Specie consumate, che presentano sufficiente livello di sicurezza alimentare solo dopo trattamenti specifici – tossiche in assenza di tali trattamenti.
La commestibilità è subordinata a uno o più trattamenti preliminari obbligatori, fra cui eliminazione dei gambi, prebollitura, cottura completa / prolungata. Dopo avere effettuato correttamente i trattamenti necessari, il consumo è da ritenere sufficientemente sicuro (come da definizione del punto precedente).
In genere esiste casistica documentata di intossicazioni gastrointestinali o comunque non gravi, dovute al consumo in assenza dei trattamenti.
I funghi a commestibilità condizionata possono essere consumati solo dopo specifici trattamenti preliminari, in assenza dei quali essi risultano tossici gastrointestinali (costanti, oppure incostanti con presenza di numeri significativi di reazioni avverse). Il trattamento può essere costituito da una o più delle seguenti procedure: eliminazione dei gambi, prebollitura con eliminazione dell’acqua, cottura completa/prolungata.
Trattamenti tradizionali più lunghi e complessi, come la macerazione in acqua e sale con diversi risciacqui, non vengono considerati praticabili, sebbene utilizzati in altri Paesi e localmente anche in Italia ai fini del consumo di determinate specie. Nella presente Guida, i funghi che potrebbero essere consumati solo dopo tali trattamenti vengono collocati in altre categorie: tossici gastrointestinali con tossicità incostante (es. Boletus satanas, Russula foetens, Lactarius torminosus), oppure non commestibili, sconsigliati o privi di valore (es. Caloboletus calopus, Tricholoma sez. Albobrunnei, Sarcodon leucopus). In ogni caso le specie che possono causare reazioni avverse anche gravi in assenza di trattamento (es.

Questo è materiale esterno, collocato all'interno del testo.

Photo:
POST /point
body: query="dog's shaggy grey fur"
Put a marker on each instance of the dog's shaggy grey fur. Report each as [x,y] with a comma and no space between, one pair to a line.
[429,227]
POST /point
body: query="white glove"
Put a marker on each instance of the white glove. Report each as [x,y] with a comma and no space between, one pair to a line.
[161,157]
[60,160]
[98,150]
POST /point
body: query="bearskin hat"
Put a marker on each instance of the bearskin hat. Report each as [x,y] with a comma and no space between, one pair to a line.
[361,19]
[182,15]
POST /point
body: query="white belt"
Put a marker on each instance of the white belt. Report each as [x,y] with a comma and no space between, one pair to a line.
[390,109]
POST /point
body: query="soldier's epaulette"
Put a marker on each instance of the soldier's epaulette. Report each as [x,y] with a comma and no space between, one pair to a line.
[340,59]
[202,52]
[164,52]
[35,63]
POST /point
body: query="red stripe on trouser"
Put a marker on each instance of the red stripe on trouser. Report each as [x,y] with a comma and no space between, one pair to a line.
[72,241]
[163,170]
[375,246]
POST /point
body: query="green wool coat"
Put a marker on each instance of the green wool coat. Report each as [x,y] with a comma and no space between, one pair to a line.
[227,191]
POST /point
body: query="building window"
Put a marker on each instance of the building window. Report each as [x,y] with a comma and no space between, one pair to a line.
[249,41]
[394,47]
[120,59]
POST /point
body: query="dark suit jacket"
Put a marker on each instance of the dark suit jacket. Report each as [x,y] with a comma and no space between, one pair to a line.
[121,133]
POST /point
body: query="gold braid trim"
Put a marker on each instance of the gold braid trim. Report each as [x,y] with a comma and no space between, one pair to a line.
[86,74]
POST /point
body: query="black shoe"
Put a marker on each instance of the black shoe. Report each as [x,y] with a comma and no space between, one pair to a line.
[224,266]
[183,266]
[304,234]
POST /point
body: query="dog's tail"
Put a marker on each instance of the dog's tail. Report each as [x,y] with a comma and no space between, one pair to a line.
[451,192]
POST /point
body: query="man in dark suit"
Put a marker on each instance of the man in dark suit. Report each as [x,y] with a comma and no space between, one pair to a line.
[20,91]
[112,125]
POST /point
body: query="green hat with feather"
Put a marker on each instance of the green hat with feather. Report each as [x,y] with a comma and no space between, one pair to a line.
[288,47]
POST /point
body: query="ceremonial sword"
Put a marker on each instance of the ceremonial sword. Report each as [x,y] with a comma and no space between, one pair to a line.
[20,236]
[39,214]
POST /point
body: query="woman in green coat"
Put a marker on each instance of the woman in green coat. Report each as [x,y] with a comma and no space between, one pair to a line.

Gyromitra esculenta), poiché presentano un rischio più elevato, vengono considerate tossiche anche in presenza di consumo tradizionale in Italia o di commercializzazione in altri Paesi UE.
Per la maggior parte dei funghi a commestibilità condizionata il trattamento necessario e sufficiente a renderli utilizzabili nell’alimentazione è quello della cottura completa. Si tratta di un procedimento che non è standardizzabile, ma deve essere adattato alle diverse specie. Non si condivide, pertanto, la prescrizione della Regione Friuli Venezia Giulia (DGR 1422/2017) che definisce i funghi a commestibilità condizionata “Specie fungine che necessitano di tempi di cottura lunghi, comunque non inferiori a 40 minuti”. I funghi vanno sottoposti a una cottura in padella che deve consentire il raggiungimento delle temperature di ebollizione in tutte le parti, pertanto sono rilevanti anche le modalità con cui i funghi sono tagliati e il rapporto fra quantità di funghi e quantità di liquido (acqua di vegetazione emessa e liquidi aggiunti in seguito). Per le specie a commestibilità condizionata sono da considerare rischiose tutte le modalità di cottura che non garantiscono la cottura completa del fungo, per esempio alla griglia o alla piastra e in generale le cotture “a secco”.